My name is Tom Allensworth, the CEO and Publisher of AVSIM Online. Please feel free to use the AVSIM discussion area here to discuss all things related to Avsim.com or regarding AVSIM.COM [1]. If you have any questions as to the history of AVSIM or our events, please use the discussion area to ask.

Tom Allensworth (talk) 12:38, 23 April 2009 (UTC)

AVSIM Convention History[edit]

AVSIM has held gathering (or Socials) and Conventions since 1999. Here are the events over the years:

  • Fall 1999 - Social - Washington D.C. - Held in conjunction with our first Board of Director's meeting
  • Fall 2000 - Social - Washington D.C. - Held in conjunction with BOD meeting
  • Fall 2001 - September - Convention to be held at the San Diego Museum of Flight - Cancelled as a result of 9/11
  • Fall 2002 - September - Lake Tahoe - Convention held in conjunction with the Reno Air Races.
  • Fall 2003 - September - Convention held in Reading PA, at the Mid Atlantic Air Museum (MAAM)
  • Fall 2004 - September - Convention held at Denver CO, at the UAL Flight Training Center
  • Fall 2005 - September - Convention held at San Diego Museum of Flight
  • Fall 2006 - September - Convention held in Washington DC - Smithsonian Museum
  • Fall 2007 - November - Covention held in Seatlle, WA in conjunction with the Microsoft ACES Studio Developer's Conference (DEVCON)
  • Fall 2008 - CANCELLED - Convention cancelled due to slowing economy - BOD and Social held in Washington D.C.
  • Fall 2009 - CANCELLED: Wright Patterson Airforce Base, Dayton Ohio, September 4th, 5th and 6th at the Hope Hotel
  • October 2009 - Planned: Simmer's Social (No Host) at the O'Hare Hilton, Chicago, October 10th, 2009 1800

Tom Allensworth (talk) 15:24, 23 April 2009 (UTC)

A History of AVSIM - Part 1[edit]

I had operated a Bulletin Board System from 1983 until approximately the fall of 1995. The BBS had started as the CAPENET while I lived on Cape Cod during the early ‘80’s, and was renamed THE VINE (The Virginia Information and Network Exchange), when I moved to central Virginia in 1987. By the middle of 1995, the Internet was taking hold and the BBS concept seemed limited at best, when compared to the then international potential of the Internet.

I had become a flight simulation enthusiast when I purchased my first computer, an Apple IIc in 1983 and had happened to purchase BAO’s Flight Simulator to go with it. I had taken flight lessons in the early ‘70’s for my PPL and had to drop out of active flying for a variety of reasons, not the least of which was the lack of funds as a poor former sailor back at college using the G.I. Bill to get through. So, with the discovery of Bruce Artwick’s wonderful Flight Simulator 1, I was back in to aviation no matter the tenuousness of the connection.
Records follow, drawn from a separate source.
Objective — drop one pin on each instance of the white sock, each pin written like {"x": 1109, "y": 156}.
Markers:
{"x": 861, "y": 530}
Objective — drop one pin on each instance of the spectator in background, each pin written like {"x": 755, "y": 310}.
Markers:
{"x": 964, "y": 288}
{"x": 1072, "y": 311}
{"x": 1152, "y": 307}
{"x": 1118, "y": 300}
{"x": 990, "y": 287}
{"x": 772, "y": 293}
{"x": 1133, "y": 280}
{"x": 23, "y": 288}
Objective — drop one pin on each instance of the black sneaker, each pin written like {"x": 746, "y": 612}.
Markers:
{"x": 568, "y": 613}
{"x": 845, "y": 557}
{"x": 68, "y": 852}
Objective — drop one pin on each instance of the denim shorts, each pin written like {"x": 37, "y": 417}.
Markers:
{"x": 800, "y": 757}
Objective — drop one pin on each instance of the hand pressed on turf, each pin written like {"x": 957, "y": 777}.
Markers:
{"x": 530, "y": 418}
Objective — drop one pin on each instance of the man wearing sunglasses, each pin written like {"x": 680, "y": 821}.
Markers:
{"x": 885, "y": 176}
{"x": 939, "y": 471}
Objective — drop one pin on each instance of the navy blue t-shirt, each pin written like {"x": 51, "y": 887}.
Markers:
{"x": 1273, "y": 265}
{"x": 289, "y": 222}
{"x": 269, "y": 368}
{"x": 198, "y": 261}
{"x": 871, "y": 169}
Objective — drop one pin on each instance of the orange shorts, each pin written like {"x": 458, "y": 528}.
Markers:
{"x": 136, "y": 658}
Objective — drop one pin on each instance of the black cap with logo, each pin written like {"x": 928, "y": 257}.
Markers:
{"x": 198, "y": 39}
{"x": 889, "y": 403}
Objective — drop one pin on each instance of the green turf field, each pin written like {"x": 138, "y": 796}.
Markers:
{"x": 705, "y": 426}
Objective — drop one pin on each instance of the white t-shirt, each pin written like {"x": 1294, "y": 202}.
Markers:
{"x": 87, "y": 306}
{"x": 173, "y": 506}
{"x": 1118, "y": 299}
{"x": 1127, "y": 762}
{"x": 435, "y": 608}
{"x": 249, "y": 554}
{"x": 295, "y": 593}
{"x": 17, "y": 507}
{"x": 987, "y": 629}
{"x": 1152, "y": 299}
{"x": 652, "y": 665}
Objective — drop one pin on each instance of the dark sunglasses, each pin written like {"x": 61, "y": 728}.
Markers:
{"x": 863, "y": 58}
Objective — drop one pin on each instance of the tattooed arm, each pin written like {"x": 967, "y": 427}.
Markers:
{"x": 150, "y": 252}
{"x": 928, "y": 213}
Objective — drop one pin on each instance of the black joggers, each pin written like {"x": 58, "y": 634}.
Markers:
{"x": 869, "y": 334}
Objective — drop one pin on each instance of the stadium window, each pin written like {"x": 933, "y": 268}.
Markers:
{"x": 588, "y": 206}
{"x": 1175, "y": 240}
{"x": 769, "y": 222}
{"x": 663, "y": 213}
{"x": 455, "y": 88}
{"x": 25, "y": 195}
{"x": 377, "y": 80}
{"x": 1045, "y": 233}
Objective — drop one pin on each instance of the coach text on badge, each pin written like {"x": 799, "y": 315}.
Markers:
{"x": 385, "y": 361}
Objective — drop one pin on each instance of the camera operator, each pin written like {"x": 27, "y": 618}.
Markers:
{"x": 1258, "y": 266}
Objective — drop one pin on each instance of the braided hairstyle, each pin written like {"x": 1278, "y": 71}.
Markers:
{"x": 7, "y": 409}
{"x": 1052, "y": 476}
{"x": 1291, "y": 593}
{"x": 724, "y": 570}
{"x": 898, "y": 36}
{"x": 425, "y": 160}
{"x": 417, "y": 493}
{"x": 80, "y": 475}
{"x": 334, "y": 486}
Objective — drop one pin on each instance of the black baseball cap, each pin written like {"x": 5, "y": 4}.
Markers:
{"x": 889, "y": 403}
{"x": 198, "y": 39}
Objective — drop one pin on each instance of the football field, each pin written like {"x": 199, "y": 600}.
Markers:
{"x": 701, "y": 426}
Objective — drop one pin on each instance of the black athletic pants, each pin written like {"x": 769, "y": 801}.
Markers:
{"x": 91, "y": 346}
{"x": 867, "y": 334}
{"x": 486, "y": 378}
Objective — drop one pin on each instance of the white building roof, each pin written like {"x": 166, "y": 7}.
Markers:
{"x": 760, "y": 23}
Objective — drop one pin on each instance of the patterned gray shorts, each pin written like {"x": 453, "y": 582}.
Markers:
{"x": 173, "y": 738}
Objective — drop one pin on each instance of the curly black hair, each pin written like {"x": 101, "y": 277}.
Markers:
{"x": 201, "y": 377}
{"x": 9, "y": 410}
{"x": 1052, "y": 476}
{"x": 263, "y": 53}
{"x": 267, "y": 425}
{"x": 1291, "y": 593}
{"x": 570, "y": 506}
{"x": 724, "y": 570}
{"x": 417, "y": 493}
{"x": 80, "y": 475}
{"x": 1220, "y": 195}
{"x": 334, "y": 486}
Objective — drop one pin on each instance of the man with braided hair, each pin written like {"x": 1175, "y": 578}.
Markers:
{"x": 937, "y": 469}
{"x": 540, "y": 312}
Closing the VINE BBS was one of the toughest decisions I had ever had to make. After 12 years of operation in one form or another, it was difficult to shut down. As time past however, I felt the need to get back into the online world in some fashion. In the closing months of 1996, the concept of AVSIM was born.

The initial concept for AVSIM was pretty straight forward. Write articles and capture images of the Flight Simulation genre, put it all into a neat HTML magazine format and a well packaged zip file, and make it available for download among the major library servers on the Internet (notably, the file library system run and maintained at the Indiana University of Pennsylvania – one of the first major file libraries for flight simulation). The first issue was uploaded to IUP and elsewhere on March 1st of 1997. My original intent was for it to be a monthly magazine. That did not last long.

You can see the first online issue on the WayBack Machine [2]. You can download the very first edition here: [3]

It became rapidly apparent that the flight simulation community was growing by leaps and bounds. Add-on releases, Freeware and other important growth enablers were happening at a blinding pace. A monthly magazine was not going to be adequate to report news that was indeed happening multiple times a day. Since the magazine was published in HTML, the answer was obvious. In April of 1997 AVSIM went online with its own, fledgling, web site.